Words: Rachael Ellenger
Thai food is big, but few bring the country’s homecooked flavours to Britain quite like Yaay Yaay – a great Thai restaurant London. We check out their pop-up night at the Newman Arms before their opening at Chalton Street Market.
Despite the glowing neon restaurant signs that light up Charlotte Street, the ashen brickwork and dark interconnecting alleys of Fitzrovia hark back to ye-olde London. Entering the Newman Arms pub, the time-warp continues with Victorian gas-lamp style wall lights and dark wood panelling soaked with the scent of historic hops.
In a former life the first floor of this one-up, one-down pub was a pie room, and the tight staircase has been polished over the years by the weighty soles of hungry Londoners winding themselves up and down it since the early 1700’s. It may seem an incongruous choice for a Thai restaurant to pop up in the kitchen for a one-night-only dinner, but Yaay Yaay’s choice of venue serves to confirm that the family behind the name are serious about food.

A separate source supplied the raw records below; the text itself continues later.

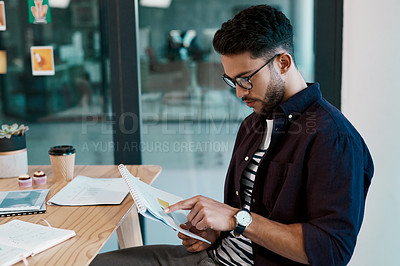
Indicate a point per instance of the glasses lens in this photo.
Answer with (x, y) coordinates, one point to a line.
(244, 83)
(229, 82)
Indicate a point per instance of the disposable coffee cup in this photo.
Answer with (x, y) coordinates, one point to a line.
(63, 161)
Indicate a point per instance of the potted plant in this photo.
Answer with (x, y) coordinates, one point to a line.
(13, 154)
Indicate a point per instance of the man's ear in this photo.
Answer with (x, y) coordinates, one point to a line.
(285, 62)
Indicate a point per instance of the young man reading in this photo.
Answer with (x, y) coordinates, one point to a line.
(295, 190)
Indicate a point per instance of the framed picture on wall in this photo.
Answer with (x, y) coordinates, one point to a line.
(39, 11)
(2, 16)
(42, 60)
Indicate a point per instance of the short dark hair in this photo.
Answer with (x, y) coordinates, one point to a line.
(259, 30)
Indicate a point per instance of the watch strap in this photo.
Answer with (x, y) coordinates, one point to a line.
(240, 228)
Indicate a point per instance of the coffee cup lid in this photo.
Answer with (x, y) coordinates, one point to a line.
(61, 150)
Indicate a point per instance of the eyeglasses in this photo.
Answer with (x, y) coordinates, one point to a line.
(245, 82)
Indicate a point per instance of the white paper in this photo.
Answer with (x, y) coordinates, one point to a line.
(83, 190)
(149, 197)
(23, 238)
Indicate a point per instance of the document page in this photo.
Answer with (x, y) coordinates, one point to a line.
(83, 190)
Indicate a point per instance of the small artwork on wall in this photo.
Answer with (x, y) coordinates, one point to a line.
(39, 11)
(42, 60)
(3, 62)
(2, 16)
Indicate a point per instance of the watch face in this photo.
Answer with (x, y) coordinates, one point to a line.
(243, 218)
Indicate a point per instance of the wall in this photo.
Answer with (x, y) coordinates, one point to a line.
(370, 99)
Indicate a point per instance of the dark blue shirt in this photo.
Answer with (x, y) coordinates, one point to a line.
(316, 172)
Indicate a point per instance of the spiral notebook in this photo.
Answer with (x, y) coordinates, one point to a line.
(150, 202)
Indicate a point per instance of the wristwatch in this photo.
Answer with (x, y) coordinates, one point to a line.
(243, 219)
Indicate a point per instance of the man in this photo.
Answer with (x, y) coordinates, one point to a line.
(299, 174)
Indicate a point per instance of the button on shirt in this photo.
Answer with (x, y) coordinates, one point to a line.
(316, 172)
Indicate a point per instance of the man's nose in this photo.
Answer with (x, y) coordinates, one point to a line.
(240, 92)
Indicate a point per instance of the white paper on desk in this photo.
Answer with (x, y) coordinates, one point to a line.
(83, 190)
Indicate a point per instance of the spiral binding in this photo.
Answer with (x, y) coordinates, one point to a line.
(126, 175)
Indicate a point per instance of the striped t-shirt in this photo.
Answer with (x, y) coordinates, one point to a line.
(237, 250)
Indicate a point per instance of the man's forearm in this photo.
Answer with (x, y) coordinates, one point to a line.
(285, 240)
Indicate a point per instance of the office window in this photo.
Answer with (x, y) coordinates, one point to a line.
(71, 105)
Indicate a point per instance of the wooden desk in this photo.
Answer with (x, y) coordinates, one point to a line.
(93, 224)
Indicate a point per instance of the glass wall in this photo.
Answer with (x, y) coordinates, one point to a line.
(190, 116)
(69, 103)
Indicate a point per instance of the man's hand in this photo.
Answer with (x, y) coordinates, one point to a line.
(206, 213)
(195, 245)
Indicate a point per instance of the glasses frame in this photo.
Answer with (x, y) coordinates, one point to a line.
(238, 81)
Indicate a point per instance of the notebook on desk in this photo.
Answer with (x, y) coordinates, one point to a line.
(22, 202)
(19, 240)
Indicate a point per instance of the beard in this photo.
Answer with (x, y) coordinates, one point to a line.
(274, 94)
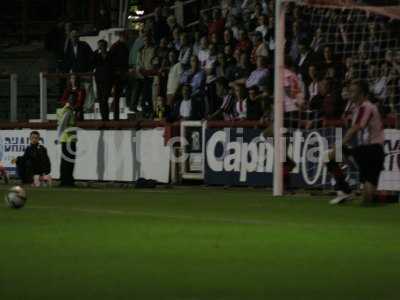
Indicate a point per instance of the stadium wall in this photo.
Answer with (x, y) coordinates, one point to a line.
(102, 155)
(218, 154)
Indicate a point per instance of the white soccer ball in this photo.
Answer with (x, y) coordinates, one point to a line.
(15, 197)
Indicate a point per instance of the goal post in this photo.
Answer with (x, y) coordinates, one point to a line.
(364, 36)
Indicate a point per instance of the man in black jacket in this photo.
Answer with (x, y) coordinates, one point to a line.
(78, 56)
(35, 160)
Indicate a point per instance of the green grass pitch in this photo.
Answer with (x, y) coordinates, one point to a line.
(196, 243)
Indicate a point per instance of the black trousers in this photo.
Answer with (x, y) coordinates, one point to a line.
(103, 93)
(68, 154)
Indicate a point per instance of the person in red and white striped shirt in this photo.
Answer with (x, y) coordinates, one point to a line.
(367, 126)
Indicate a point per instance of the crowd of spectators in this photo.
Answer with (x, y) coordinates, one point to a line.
(222, 68)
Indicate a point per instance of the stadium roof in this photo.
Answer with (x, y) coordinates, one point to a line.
(391, 11)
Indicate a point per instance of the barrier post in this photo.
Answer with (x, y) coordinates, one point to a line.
(13, 97)
(43, 97)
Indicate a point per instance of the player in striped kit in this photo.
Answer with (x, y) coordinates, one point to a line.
(368, 154)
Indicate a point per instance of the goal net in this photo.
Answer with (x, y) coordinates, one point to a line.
(327, 44)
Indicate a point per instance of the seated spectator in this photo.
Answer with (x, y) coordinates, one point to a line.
(378, 80)
(260, 48)
(119, 60)
(221, 65)
(293, 98)
(161, 29)
(176, 39)
(185, 52)
(317, 42)
(304, 60)
(241, 102)
(262, 25)
(172, 24)
(241, 71)
(255, 16)
(192, 107)
(103, 20)
(162, 51)
(74, 92)
(203, 52)
(102, 75)
(35, 164)
(144, 79)
(244, 43)
(227, 111)
(329, 62)
(254, 105)
(228, 51)
(328, 102)
(217, 24)
(259, 76)
(228, 38)
(78, 56)
(194, 77)
(314, 77)
(174, 76)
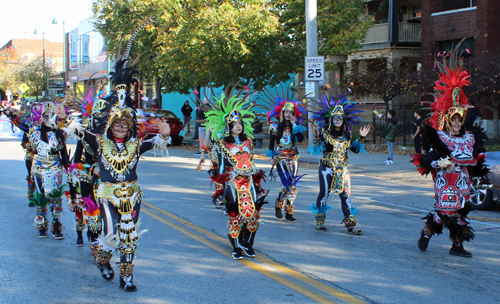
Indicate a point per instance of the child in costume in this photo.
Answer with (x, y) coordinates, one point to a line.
(83, 180)
(233, 116)
(332, 139)
(285, 129)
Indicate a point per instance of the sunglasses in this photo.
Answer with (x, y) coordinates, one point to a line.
(121, 124)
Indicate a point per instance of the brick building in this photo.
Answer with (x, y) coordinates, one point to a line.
(446, 22)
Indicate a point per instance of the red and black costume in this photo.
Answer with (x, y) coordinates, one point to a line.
(452, 157)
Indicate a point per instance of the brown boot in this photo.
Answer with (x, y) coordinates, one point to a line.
(320, 221)
(279, 205)
(289, 213)
(350, 222)
(126, 276)
(104, 266)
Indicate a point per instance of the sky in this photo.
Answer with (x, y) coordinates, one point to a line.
(20, 18)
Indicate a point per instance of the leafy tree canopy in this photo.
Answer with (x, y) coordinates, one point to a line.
(221, 42)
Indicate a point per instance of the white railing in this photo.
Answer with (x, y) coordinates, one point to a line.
(378, 33)
(410, 32)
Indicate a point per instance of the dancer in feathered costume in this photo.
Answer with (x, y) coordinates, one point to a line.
(208, 147)
(233, 117)
(285, 129)
(452, 156)
(331, 124)
(49, 165)
(119, 194)
(81, 177)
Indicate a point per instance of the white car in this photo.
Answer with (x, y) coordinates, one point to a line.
(485, 192)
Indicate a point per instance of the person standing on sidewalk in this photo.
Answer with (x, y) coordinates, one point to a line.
(283, 153)
(332, 138)
(452, 156)
(415, 134)
(200, 115)
(390, 135)
(186, 114)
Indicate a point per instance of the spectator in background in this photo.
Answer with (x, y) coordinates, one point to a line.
(200, 115)
(186, 113)
(390, 134)
(473, 117)
(415, 134)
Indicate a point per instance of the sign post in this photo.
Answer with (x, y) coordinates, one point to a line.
(315, 68)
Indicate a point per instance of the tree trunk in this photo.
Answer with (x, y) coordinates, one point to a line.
(494, 109)
(158, 84)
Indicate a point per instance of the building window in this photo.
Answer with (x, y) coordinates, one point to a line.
(467, 47)
(449, 5)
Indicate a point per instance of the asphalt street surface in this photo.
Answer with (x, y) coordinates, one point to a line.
(184, 257)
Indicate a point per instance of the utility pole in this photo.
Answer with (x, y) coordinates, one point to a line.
(312, 48)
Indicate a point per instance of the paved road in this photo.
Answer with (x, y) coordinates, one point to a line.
(184, 257)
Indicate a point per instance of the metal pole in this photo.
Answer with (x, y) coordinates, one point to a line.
(43, 67)
(64, 57)
(312, 47)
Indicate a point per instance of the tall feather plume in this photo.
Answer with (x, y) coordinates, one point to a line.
(449, 87)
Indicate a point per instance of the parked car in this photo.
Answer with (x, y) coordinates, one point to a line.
(485, 192)
(176, 128)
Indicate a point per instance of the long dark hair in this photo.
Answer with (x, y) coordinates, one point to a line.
(230, 138)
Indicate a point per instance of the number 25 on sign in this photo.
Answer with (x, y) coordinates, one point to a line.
(315, 68)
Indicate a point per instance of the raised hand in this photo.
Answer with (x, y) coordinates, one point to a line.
(162, 126)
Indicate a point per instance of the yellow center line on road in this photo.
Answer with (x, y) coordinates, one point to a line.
(288, 271)
(260, 268)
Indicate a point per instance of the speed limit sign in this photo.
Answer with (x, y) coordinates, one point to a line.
(315, 68)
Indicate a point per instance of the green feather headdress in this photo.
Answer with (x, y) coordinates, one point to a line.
(228, 110)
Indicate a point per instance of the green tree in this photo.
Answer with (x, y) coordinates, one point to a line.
(221, 42)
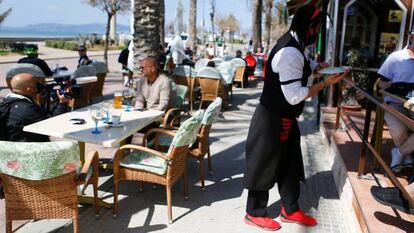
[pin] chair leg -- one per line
(115, 207)
(9, 226)
(168, 190)
(185, 180)
(210, 166)
(76, 224)
(95, 198)
(201, 171)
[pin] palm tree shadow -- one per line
(395, 221)
(319, 185)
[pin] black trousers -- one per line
(288, 183)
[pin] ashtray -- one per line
(332, 70)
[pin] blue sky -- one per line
(78, 12)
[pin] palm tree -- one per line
(4, 15)
(257, 6)
(162, 21)
(268, 22)
(110, 7)
(192, 23)
(146, 30)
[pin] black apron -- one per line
(271, 148)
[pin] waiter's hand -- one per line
(335, 78)
(319, 67)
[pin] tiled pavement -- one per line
(221, 207)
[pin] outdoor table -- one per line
(60, 126)
(62, 74)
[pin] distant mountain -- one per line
(54, 29)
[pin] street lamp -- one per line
(213, 6)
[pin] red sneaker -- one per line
(265, 223)
(298, 217)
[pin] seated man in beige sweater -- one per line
(154, 89)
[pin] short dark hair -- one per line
(211, 64)
(305, 17)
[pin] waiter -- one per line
(273, 153)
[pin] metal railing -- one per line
(376, 140)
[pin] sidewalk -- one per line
(221, 207)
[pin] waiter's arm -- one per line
(331, 79)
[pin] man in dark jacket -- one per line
(31, 50)
(83, 58)
(25, 111)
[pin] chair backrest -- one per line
(200, 64)
(100, 67)
(209, 88)
(212, 112)
(227, 70)
(185, 71)
(23, 68)
(217, 60)
(84, 71)
(180, 92)
(38, 160)
(209, 72)
(238, 62)
(187, 133)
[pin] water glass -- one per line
(127, 96)
(96, 114)
(118, 100)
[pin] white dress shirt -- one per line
(289, 62)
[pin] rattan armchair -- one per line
(202, 145)
(147, 165)
(50, 198)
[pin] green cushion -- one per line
(180, 91)
(187, 133)
(142, 160)
(38, 160)
(212, 112)
(165, 140)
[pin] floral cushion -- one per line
(145, 161)
(227, 70)
(38, 160)
(165, 140)
(187, 133)
(212, 112)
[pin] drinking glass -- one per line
(106, 107)
(117, 100)
(127, 96)
(96, 115)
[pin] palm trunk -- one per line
(106, 43)
(146, 30)
(162, 22)
(192, 23)
(268, 23)
(257, 23)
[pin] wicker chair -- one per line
(202, 146)
(212, 85)
(46, 192)
(97, 88)
(172, 117)
(147, 165)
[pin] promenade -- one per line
(221, 207)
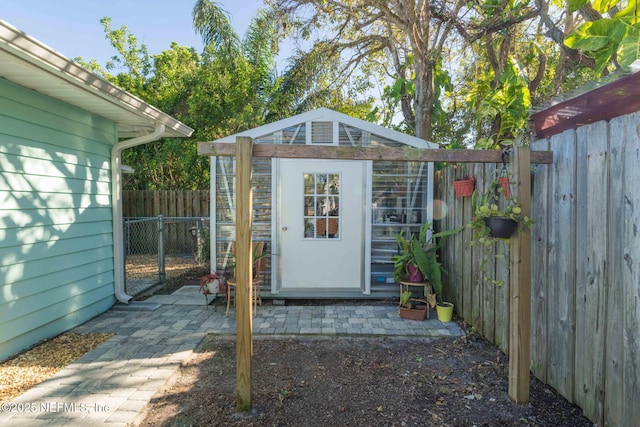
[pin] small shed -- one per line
(62, 129)
(329, 225)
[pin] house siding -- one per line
(56, 240)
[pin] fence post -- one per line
(161, 269)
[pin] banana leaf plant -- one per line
(422, 251)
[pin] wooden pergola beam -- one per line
(244, 274)
(520, 292)
(401, 154)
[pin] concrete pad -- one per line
(137, 306)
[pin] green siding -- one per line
(56, 240)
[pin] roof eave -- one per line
(75, 79)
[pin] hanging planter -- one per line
(464, 187)
(500, 227)
(505, 183)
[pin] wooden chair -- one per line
(259, 265)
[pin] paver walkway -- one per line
(110, 385)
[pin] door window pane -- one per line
(321, 206)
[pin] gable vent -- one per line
(322, 132)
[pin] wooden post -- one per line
(520, 291)
(244, 318)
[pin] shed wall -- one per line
(56, 242)
(585, 277)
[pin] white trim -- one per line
(325, 114)
(368, 203)
(213, 235)
(34, 65)
(275, 223)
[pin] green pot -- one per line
(444, 310)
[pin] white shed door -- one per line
(322, 224)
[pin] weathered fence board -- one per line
(630, 306)
(585, 276)
(561, 238)
(593, 186)
(539, 280)
(614, 316)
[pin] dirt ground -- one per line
(356, 382)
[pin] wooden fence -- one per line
(179, 203)
(585, 292)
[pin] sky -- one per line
(72, 27)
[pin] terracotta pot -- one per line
(415, 275)
(506, 184)
(500, 227)
(464, 187)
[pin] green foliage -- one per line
(493, 203)
(422, 252)
(612, 39)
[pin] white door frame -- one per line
(276, 220)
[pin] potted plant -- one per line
(464, 187)
(495, 218)
(422, 251)
(409, 310)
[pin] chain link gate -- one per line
(162, 248)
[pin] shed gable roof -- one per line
(349, 130)
(606, 101)
(31, 64)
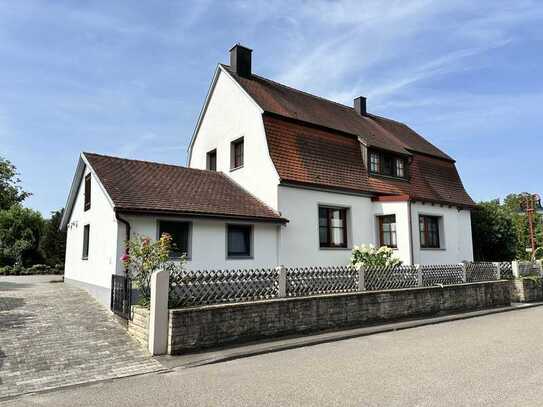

The Newman Arms serves up astonishingly good Cornish-inspired grub from Wednesday to Sunday under the mantle of Matt Chatfield’s The Cornwall Project; a man who loves good food. Fortunately that means this fine Tuesday evening the kitchen is free for Chefs, Paula and Gotti to takeover.
We are welcomed into the upstairs dining room by a Berocca-hued cocktail and a giggling little girl running between the chairs of a long table set for fourteen. This really is a family affair.
In Thai, the word Yaay means grandmother, and the two-sister team behind this endeavour affectionately called theirs “Yaay Yaay”. The food they serve is inspired not only by the food they remember eating at their grandmother’s, but equally inspired by their mother, who is the “Yaay Yaay” to the little girl now playing a coy hide-and-seek with the guests who begin to fill the room.
Based Wednesday to Friday behind the British Museum, Yaay Yaay have also secured a pitch in the new and as-yet-unsung Chalton Street Market. It’s a great spot for people looking for great food and restaurants near Kings Cross Station – it’s certainly worth the short walk to avoid the generic Kings Cross station food. Here they can be found serving up a changeable two dish menu. Tonight we are lucky enough to be sampling five of their pivotal dishes. To maximise the distance their menu can reach they have recently joined Uber Eats and are cooking to order on Eat Cuckoo.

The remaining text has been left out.